Na ten rok Stachursky przygotował swoim fanom sporo muzycznych niespodzianek, ale niewątpliwie tą najbardziej wyczekiwaną jest nowa płyta artysty.
– 5 kwietnia pojawi się pierwszy utwór „Doskozzza”, który będzie promował moją nową płytę. Właściwie to cykl tych płyt, które pojawiają się co 10 lat: w 1999 roku wyszła pierwsza, w 2009 druga i teraz jest 2019 rok. Właśnie tak co 10 lat wydaję taką transową, elektroniczną, offową płytę, która funkcjonuje zazwyczaj tylko w internecie czy jest prezentowana podczas imprez w klubach. Natomiast w obszarze medialnym, w takim obiegu standardowym, mainstreamowym właściwie te płyty kompletnie nie funkcjonują. Ale jak się okazuje, świetnie sobie radzą i cały czas grono osób czeka na kolejną odsłonę – mówi agencji Newseria Jacek Stachursky, wokalista.
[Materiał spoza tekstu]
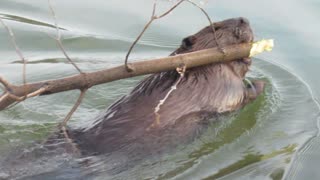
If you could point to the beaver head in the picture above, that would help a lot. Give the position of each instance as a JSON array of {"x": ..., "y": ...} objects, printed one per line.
[{"x": 203, "y": 91}]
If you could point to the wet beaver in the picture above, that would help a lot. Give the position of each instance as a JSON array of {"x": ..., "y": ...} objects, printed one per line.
[{"x": 204, "y": 92}]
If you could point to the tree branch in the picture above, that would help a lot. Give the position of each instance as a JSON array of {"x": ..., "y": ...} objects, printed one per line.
[
  {"x": 192, "y": 59},
  {"x": 153, "y": 17}
]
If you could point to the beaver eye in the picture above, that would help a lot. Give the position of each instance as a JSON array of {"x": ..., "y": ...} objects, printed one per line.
[
  {"x": 238, "y": 32},
  {"x": 187, "y": 42}
]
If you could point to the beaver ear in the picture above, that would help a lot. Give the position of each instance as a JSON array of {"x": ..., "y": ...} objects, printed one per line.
[{"x": 188, "y": 42}]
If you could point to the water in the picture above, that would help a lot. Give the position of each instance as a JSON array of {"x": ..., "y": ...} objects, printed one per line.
[{"x": 275, "y": 137}]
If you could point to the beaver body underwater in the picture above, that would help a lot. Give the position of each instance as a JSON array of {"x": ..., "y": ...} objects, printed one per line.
[{"x": 204, "y": 92}]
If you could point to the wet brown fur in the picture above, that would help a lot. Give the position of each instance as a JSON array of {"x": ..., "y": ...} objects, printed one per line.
[{"x": 204, "y": 92}]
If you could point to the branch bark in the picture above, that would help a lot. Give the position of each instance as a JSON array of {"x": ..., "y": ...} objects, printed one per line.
[{"x": 89, "y": 79}]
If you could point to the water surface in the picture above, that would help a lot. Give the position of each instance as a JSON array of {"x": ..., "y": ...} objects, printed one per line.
[{"x": 275, "y": 137}]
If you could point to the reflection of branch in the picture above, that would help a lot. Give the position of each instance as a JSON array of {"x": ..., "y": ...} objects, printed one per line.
[
  {"x": 153, "y": 17},
  {"x": 74, "y": 108},
  {"x": 211, "y": 25},
  {"x": 67, "y": 118},
  {"x": 18, "y": 51},
  {"x": 58, "y": 38}
]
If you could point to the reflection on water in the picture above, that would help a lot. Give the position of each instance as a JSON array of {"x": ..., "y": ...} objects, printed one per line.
[{"x": 271, "y": 138}]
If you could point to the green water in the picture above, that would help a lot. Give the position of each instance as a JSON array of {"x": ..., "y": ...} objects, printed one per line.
[{"x": 275, "y": 137}]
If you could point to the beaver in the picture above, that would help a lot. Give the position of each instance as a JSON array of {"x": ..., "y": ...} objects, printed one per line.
[{"x": 204, "y": 92}]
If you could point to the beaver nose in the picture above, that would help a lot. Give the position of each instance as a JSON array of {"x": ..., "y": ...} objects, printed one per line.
[{"x": 244, "y": 20}]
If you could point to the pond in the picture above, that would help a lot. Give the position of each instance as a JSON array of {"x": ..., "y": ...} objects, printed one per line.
[{"x": 276, "y": 137}]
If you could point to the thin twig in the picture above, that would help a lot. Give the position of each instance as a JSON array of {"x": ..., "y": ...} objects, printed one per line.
[
  {"x": 33, "y": 94},
  {"x": 18, "y": 51},
  {"x": 153, "y": 17},
  {"x": 211, "y": 25},
  {"x": 4, "y": 82},
  {"x": 171, "y": 9},
  {"x": 58, "y": 38}
]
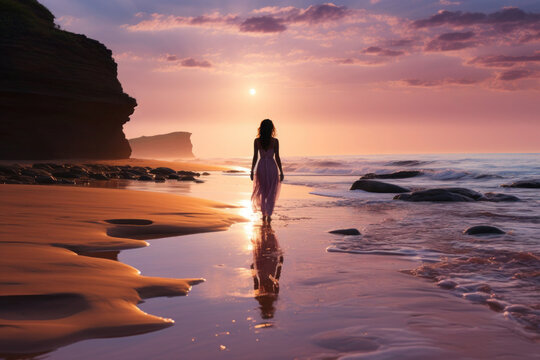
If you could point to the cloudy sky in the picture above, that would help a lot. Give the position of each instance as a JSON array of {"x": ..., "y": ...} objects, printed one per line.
[{"x": 349, "y": 77}]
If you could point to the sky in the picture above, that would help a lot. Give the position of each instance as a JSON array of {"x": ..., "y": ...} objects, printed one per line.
[{"x": 348, "y": 77}]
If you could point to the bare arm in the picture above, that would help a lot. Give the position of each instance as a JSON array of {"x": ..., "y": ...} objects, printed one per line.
[
  {"x": 278, "y": 161},
  {"x": 255, "y": 157}
]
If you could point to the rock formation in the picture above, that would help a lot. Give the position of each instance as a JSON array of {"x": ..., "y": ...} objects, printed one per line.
[
  {"x": 483, "y": 230},
  {"x": 175, "y": 145},
  {"x": 527, "y": 184},
  {"x": 59, "y": 92},
  {"x": 395, "y": 175},
  {"x": 454, "y": 194},
  {"x": 377, "y": 186}
]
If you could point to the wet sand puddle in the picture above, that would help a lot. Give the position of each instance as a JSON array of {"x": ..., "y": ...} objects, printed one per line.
[{"x": 273, "y": 292}]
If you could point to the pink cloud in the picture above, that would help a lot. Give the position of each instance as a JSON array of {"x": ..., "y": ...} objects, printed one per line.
[
  {"x": 274, "y": 19},
  {"x": 262, "y": 24}
]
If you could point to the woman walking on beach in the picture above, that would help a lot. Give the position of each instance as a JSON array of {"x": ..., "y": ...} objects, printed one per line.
[{"x": 266, "y": 182}]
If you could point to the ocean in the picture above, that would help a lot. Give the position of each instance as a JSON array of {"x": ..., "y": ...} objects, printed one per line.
[{"x": 411, "y": 286}]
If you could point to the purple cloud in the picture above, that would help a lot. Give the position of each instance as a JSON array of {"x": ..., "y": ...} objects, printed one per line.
[
  {"x": 375, "y": 50},
  {"x": 400, "y": 43},
  {"x": 440, "y": 82},
  {"x": 191, "y": 62},
  {"x": 512, "y": 75},
  {"x": 319, "y": 13},
  {"x": 505, "y": 60},
  {"x": 262, "y": 24},
  {"x": 456, "y": 36},
  {"x": 509, "y": 17}
]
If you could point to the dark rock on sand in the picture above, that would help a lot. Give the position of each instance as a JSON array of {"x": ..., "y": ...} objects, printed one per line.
[
  {"x": 65, "y": 174},
  {"x": 377, "y": 186},
  {"x": 34, "y": 172},
  {"x": 45, "y": 179},
  {"x": 163, "y": 171},
  {"x": 351, "y": 231},
  {"x": 395, "y": 175},
  {"x": 442, "y": 194},
  {"x": 483, "y": 230},
  {"x": 145, "y": 178},
  {"x": 98, "y": 176},
  {"x": 527, "y": 184},
  {"x": 498, "y": 197},
  {"x": 233, "y": 171},
  {"x": 186, "y": 178},
  {"x": 59, "y": 93},
  {"x": 406, "y": 163},
  {"x": 192, "y": 173}
]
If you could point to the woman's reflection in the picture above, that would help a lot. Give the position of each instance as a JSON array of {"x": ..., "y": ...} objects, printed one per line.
[{"x": 266, "y": 268}]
Jacek Stachursky nie zamierza więc próżnować. Ze zdwojoną siłą wraca na rynek muzyczny i już skupia się na promocji nowej płyty.
– Zaczynamy od utworu „Doskozzza”, który nawiązuje do utworu pt. „Dosko”, który był 10 lat temu jednym z większych takich moich właśnie niezależnych, offowych, nazwijmy to drugoobiegowych, przebojów. Potem będą już kolejne utwory i myślę, że to też będzie spore wydarzenie, jeżeli chodzi o tę naszą brać, nazwijmy to, transowo-elektroniczną – mówi Jacek Stachursky.
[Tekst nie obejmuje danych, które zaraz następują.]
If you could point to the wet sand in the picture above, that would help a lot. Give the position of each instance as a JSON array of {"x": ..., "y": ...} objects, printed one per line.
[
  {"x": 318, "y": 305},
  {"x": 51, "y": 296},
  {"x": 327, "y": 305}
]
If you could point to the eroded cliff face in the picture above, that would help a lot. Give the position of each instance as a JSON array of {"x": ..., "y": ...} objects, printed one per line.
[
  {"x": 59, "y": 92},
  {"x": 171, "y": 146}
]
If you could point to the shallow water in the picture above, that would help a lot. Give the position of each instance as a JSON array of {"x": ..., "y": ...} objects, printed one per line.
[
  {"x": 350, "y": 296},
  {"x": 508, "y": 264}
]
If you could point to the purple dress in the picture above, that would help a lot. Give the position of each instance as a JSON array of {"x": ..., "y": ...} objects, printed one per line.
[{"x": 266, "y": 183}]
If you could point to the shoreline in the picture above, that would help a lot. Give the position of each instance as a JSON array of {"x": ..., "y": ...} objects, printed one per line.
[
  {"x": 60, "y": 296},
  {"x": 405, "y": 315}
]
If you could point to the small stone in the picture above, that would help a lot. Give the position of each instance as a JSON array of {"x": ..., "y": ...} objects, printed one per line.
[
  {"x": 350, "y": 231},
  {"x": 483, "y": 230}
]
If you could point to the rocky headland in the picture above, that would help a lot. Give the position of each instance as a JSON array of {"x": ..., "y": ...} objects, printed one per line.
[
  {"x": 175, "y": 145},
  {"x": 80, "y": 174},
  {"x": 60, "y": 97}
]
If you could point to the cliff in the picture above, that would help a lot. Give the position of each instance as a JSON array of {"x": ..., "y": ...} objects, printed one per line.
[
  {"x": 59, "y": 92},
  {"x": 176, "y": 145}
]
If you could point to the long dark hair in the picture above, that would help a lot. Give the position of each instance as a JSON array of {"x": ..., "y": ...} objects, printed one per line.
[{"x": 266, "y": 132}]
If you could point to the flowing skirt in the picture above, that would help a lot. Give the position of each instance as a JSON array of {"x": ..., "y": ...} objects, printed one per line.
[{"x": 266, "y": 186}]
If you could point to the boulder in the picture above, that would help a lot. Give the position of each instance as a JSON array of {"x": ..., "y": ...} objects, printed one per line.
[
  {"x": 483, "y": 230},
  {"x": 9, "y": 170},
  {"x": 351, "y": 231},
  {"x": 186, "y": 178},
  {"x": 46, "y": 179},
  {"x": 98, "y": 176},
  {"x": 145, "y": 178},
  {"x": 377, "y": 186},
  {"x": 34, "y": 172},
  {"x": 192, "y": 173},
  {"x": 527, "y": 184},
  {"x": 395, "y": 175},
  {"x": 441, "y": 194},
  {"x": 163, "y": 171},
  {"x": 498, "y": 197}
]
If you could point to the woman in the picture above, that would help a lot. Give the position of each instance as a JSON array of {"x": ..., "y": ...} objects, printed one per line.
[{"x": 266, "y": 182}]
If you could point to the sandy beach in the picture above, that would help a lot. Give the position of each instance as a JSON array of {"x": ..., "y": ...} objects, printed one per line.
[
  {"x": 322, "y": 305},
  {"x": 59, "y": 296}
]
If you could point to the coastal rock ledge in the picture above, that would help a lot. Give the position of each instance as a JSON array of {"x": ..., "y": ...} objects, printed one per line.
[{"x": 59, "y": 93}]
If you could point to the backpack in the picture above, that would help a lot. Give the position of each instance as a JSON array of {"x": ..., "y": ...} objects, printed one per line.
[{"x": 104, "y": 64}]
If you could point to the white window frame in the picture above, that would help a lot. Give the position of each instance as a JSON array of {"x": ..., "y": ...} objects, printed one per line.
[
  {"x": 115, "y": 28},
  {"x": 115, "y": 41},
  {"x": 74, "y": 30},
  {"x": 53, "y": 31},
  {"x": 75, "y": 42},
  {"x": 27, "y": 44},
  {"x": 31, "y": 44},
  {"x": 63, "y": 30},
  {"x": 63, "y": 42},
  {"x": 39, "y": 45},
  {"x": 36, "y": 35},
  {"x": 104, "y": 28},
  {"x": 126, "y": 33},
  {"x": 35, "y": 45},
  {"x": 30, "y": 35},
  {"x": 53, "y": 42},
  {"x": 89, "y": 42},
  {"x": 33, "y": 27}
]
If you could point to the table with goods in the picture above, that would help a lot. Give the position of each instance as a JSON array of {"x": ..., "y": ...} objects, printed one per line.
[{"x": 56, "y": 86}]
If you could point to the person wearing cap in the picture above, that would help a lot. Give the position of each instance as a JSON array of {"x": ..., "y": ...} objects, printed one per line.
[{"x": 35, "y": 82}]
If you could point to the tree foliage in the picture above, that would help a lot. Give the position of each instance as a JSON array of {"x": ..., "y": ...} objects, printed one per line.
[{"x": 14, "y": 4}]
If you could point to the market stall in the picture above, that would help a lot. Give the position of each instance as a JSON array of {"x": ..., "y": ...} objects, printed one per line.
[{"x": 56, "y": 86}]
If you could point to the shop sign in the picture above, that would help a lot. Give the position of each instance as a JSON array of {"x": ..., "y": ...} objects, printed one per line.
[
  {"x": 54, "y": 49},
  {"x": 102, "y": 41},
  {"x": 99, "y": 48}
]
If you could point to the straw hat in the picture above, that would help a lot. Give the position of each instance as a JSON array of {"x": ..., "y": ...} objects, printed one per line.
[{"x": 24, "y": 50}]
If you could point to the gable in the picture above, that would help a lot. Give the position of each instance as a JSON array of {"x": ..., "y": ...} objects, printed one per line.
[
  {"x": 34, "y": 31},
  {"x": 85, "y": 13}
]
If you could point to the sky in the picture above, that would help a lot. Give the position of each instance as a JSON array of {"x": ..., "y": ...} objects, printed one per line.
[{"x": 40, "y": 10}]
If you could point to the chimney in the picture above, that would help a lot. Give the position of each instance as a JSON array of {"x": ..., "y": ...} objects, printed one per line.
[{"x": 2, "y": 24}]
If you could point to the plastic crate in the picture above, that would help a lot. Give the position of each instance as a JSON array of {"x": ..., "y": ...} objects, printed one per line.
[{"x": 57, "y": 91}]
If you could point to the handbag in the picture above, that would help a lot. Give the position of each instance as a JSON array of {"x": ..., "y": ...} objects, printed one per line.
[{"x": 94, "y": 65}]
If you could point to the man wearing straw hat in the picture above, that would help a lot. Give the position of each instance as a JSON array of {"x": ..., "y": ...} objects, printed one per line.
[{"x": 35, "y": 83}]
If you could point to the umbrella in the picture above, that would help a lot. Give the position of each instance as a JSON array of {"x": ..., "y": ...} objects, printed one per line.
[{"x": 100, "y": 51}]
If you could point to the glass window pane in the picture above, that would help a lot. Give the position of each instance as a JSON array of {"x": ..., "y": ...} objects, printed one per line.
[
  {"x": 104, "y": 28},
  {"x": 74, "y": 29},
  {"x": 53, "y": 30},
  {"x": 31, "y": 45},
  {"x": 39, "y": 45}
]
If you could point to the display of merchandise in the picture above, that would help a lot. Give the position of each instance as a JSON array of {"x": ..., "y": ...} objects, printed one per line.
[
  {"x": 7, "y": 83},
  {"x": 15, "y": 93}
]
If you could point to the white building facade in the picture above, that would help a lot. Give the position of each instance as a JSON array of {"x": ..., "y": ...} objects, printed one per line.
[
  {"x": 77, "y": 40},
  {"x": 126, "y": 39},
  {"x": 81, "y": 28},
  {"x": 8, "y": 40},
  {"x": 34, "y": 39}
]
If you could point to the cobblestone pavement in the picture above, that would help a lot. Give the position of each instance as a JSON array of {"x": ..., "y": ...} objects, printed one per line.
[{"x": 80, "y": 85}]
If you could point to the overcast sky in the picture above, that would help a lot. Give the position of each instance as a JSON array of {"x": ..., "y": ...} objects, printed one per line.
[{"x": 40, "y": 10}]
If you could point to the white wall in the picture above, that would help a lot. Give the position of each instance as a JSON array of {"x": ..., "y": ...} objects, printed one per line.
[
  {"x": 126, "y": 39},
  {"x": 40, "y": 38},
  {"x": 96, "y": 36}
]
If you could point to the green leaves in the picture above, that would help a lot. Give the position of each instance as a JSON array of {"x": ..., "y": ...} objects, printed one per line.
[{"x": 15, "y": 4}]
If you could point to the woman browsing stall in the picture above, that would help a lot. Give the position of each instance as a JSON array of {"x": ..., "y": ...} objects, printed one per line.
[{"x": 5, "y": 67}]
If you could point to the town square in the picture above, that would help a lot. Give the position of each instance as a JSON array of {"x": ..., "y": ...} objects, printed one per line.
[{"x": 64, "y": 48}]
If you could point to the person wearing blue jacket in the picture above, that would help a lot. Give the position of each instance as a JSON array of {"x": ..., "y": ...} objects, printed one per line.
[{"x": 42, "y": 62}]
W walentynki Stachursky zaprezentował singiel pt. „Zimna lufa”, który trafił do DJ-ów i serwisów cyfrowych. Ten utwór funkcjonuje aż w trzech różnych wersjach.
– W refrenie śpiewam: „Jeszcze jedna zimna lufa dla wszystkich”, oczywiście to chodzi o coś w rodzaju naszej wielowiekowej tradycji, bo w momencie, kiedy pewna grupa osób spotyka się towarzysko ze sobą, to czasami, żeby uczcić to spotkanie, piją toasty, chociażby tzw. strzemiennego. I piosenka właśnie mówi o wspaniałym spędzaniu czasu z najlepszym gronem swoich przyjaciół, gdzie rozmawiamy, śmiejemy się, tańczymy, bawimy się i czasami także uroczyście honorujemy ten czas – mówi Jacek Stachursky.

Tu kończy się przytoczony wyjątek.